UCF centric endowment

Britt Massing, 48, stands with his wife Kathy Massing, 46, (left), Decker Massing, 6, (far left) and Parker Massing, 9, (right) at the UCF Foundation before the UCF football game on Nov. 10. Massing and his wife set up an endowment through the UCF Foundation to help students going through recovery programs at UCF. 

Britt Massing did what many students consider a stereotypical college experience and pledged a fraternity at UCF his freshman year of college.

Massing said extreme drinking came with the life of being in a fraternity, and that it wasn’t until he graduated in 1993 that it became evident to him.

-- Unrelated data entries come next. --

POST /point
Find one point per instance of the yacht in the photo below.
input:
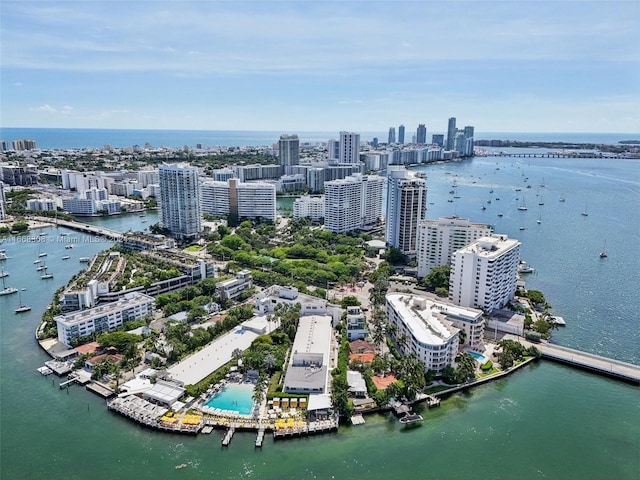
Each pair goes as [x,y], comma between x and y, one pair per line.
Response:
[46,275]
[7,290]
[411,418]
[522,206]
[21,306]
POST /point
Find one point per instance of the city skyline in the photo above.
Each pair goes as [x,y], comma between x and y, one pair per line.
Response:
[353,66]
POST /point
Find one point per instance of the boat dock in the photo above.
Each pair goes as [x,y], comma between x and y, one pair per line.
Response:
[586,361]
[357,420]
[260,437]
[101,390]
[228,436]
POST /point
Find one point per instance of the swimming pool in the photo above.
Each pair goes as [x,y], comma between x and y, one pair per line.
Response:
[481,358]
[234,397]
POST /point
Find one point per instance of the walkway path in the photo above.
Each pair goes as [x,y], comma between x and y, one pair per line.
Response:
[588,361]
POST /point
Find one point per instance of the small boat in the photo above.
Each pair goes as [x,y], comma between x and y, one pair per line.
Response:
[46,275]
[411,419]
[603,253]
[522,206]
[21,306]
[7,290]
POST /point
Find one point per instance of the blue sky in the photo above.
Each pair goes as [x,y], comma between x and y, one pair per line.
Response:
[505,66]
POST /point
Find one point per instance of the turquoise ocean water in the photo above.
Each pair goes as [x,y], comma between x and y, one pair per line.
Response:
[547,421]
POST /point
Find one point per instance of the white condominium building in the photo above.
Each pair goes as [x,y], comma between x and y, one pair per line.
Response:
[244,200]
[429,329]
[484,273]
[353,202]
[438,239]
[349,147]
[406,207]
[309,206]
[180,200]
[105,318]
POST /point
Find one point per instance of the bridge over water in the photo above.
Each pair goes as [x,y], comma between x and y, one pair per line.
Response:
[628,372]
[84,228]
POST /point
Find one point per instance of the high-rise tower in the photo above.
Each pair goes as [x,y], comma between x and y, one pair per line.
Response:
[451,133]
[349,147]
[392,135]
[421,134]
[406,207]
[180,200]
[289,151]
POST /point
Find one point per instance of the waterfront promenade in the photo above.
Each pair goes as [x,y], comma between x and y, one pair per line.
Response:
[588,361]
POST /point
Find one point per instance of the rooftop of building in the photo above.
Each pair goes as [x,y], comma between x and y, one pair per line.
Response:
[425,318]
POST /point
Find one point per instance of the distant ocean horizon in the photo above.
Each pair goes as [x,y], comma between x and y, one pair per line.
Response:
[78,138]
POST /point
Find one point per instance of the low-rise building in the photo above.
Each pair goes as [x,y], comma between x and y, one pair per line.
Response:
[429,329]
[308,370]
[356,324]
[105,318]
[230,289]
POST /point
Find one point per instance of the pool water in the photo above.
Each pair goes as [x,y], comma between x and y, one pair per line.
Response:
[234,397]
[481,358]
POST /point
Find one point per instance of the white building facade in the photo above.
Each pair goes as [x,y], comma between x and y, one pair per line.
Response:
[438,239]
[349,147]
[352,203]
[105,318]
[406,208]
[427,328]
[484,273]
[309,206]
[180,200]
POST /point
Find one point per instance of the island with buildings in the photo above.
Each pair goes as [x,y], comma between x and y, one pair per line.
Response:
[226,315]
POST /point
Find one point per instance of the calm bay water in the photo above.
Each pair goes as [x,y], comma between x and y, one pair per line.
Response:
[547,421]
[62,138]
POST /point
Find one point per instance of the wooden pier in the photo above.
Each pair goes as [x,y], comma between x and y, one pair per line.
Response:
[260,437]
[228,436]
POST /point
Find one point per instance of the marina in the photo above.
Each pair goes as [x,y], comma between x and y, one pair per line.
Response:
[491,410]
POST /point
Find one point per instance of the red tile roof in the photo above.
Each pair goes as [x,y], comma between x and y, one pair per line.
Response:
[360,346]
[362,357]
[91,347]
[382,383]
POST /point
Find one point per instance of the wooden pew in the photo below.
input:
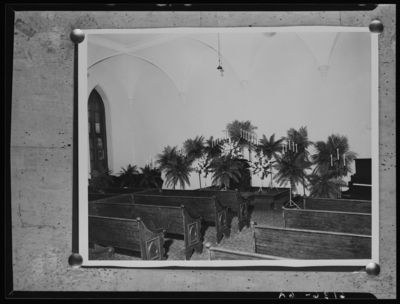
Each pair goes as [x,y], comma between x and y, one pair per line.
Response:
[231,198]
[344,205]
[215,253]
[335,221]
[208,208]
[131,234]
[173,219]
[117,198]
[98,196]
[310,244]
[124,190]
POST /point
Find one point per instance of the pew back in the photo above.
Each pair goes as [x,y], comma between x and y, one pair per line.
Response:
[131,234]
[335,221]
[311,244]
[343,205]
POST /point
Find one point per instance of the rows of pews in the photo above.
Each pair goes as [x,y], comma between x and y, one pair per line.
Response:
[139,219]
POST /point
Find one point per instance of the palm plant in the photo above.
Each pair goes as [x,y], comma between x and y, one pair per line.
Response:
[300,138]
[101,180]
[178,171]
[194,148]
[270,148]
[128,176]
[225,168]
[324,184]
[334,154]
[150,177]
[291,168]
[326,159]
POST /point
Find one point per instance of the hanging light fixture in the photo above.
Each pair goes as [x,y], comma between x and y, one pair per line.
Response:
[220,68]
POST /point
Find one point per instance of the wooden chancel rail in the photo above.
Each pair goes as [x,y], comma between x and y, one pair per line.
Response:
[215,253]
[208,208]
[117,198]
[173,219]
[310,244]
[344,205]
[131,234]
[334,221]
[123,190]
[231,198]
[98,196]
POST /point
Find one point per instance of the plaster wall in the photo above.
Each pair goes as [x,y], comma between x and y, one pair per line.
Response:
[41,157]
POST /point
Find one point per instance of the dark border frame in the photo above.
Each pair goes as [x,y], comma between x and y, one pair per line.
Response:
[9,12]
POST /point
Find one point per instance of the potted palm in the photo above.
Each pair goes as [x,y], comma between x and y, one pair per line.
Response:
[128,176]
[100,180]
[151,178]
[176,167]
[333,155]
[227,166]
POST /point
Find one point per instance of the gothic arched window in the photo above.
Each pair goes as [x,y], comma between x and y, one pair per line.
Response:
[97,132]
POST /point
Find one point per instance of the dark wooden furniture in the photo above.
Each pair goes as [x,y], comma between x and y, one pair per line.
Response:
[269,199]
[101,253]
[131,234]
[344,205]
[208,208]
[310,244]
[360,184]
[215,253]
[123,190]
[335,221]
[175,220]
[98,196]
[231,198]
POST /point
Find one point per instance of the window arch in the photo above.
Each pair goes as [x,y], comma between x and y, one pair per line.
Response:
[97,132]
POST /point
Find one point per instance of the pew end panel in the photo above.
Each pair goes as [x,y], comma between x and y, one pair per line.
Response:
[222,224]
[311,244]
[215,253]
[334,221]
[192,233]
[152,242]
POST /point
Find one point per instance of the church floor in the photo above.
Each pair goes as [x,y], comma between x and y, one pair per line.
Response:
[240,241]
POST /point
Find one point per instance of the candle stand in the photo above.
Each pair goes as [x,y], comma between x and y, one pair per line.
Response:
[289,153]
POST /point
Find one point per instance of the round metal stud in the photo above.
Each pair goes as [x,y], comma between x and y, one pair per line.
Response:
[77,36]
[75,260]
[376,27]
[373,269]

Now president and co-owner of The Staffing Resource Group Inc. in Tampa, 48-year-old Massing plans to help current students at UCF who face the same problem he did after pledging: addiction.

“All my friends moved on to different aspects of their lives, getting married and having kids and things of that nature and the party stopped, where for me there were times where it certainly continued,” Massing said.

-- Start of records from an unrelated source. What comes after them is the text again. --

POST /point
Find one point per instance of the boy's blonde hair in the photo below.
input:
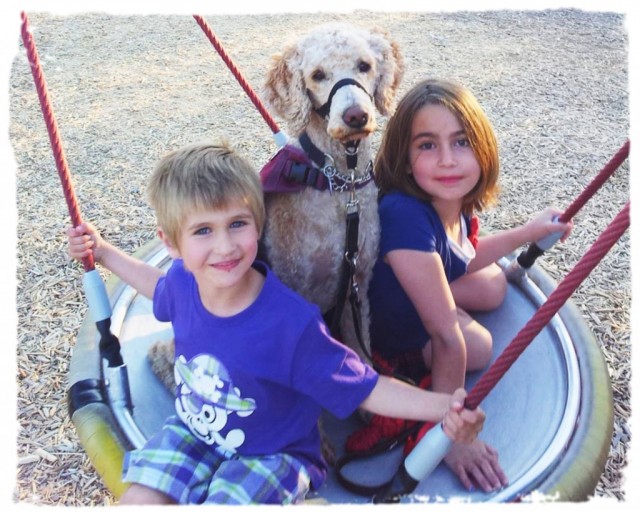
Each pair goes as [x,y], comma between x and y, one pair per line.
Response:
[205,176]
[392,162]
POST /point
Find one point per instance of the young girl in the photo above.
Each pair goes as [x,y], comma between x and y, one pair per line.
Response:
[437,166]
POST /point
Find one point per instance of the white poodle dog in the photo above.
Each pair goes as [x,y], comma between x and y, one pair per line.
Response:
[326,86]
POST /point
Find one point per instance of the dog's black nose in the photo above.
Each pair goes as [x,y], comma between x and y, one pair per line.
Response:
[355,117]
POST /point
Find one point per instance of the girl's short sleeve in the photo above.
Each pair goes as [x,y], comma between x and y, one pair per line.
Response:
[406,223]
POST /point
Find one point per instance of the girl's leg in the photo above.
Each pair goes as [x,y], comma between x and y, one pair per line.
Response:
[478,341]
[481,290]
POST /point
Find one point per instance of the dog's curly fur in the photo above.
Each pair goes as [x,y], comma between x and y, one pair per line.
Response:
[305,231]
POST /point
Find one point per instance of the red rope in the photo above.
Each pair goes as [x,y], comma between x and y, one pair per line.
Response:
[236,73]
[550,307]
[596,183]
[52,129]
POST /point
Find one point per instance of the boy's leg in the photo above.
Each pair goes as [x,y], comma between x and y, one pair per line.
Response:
[138,494]
[172,463]
[274,479]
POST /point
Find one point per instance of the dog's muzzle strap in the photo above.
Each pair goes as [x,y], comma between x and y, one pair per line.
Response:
[324,109]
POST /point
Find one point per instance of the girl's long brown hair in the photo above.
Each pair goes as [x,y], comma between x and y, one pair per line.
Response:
[392,161]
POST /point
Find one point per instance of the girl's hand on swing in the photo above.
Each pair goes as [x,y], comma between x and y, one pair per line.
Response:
[544,223]
[84,240]
[461,424]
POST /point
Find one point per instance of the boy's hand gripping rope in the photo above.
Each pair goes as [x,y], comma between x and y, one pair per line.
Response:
[435,445]
[95,291]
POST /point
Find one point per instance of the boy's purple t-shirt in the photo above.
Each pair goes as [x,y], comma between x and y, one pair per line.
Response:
[405,223]
[255,383]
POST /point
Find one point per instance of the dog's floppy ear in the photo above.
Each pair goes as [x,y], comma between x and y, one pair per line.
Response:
[285,92]
[390,70]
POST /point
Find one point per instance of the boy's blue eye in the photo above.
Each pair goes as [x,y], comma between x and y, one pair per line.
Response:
[238,224]
[202,231]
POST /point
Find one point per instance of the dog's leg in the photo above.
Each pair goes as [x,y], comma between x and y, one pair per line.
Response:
[161,356]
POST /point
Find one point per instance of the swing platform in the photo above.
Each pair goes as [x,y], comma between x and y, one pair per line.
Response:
[550,417]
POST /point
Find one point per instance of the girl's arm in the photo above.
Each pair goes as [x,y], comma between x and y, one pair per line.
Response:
[495,246]
[84,240]
[421,275]
[393,398]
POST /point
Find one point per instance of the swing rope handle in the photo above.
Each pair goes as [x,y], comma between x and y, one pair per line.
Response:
[52,128]
[528,257]
[237,74]
[435,445]
[550,307]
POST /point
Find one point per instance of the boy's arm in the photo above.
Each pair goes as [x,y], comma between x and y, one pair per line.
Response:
[495,246]
[85,240]
[136,273]
[393,398]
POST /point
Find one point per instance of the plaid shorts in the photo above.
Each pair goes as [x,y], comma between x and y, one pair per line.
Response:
[186,469]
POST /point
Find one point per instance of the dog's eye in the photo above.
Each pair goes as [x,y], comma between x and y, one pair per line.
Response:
[364,67]
[318,75]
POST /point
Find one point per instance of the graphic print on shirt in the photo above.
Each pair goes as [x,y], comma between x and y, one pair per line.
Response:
[205,397]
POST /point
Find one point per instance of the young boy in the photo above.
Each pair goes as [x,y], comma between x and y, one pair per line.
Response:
[255,363]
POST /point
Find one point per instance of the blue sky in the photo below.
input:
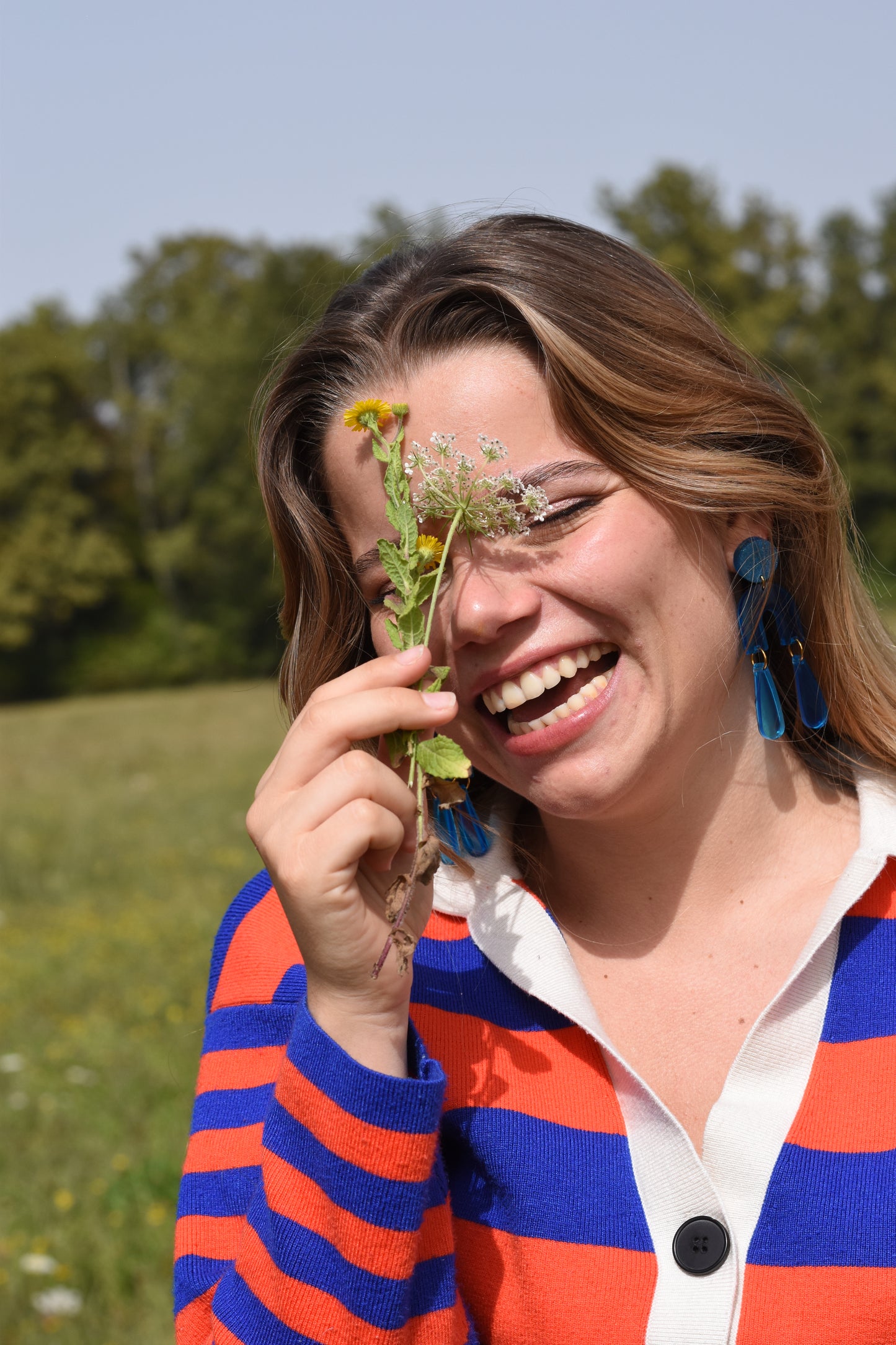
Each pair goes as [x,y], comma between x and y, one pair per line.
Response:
[288,120]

Last year, Massing reached out to the UCF Foundation to set up an endowment.

Patrick Crowley, associate vice president for advancement, communications and marketing of the UCF Foundation, said an endowment is “funds set aside to last theoretically forever” and needs a minimum of $25,000 to establish one.

Crowley said endowments are always donor driven, and the foundation works to follow through with donor intent by getting the money to the specific area they are interested in impacting.

"Through relationship building, you find out their passion and align that with what the donor is interested in," he said.

Massing speaks at regional conferences for the Pi Kappa Alpha national fraternity within their health and safety department. He said he does this to “help kids realize and identify at an earlier age that there’s a solution” and make them aware of campus recovery programs that are available.

“I don’t think there was one when I was in college and if there was, I’m not sure I would have known about it,” Massing said.

Massing set up an endowment after asking about UCF’s recovery programs. He was never part of the program during his time at UCF but wanted to help students at his alma mater. He said he was amazed at UCF’s growth, not only with new physical structures but with the variety of support students have available to them.

Massing is hopeful his and his wife’s contribution through the endowment will help with addiction awareness and bolster support.

“I had a great time when I was there. I loved my college experience at UCF and always knew someday I would get engaged with the university again, so it’s been great to see it kind of come full circle,” Massing said.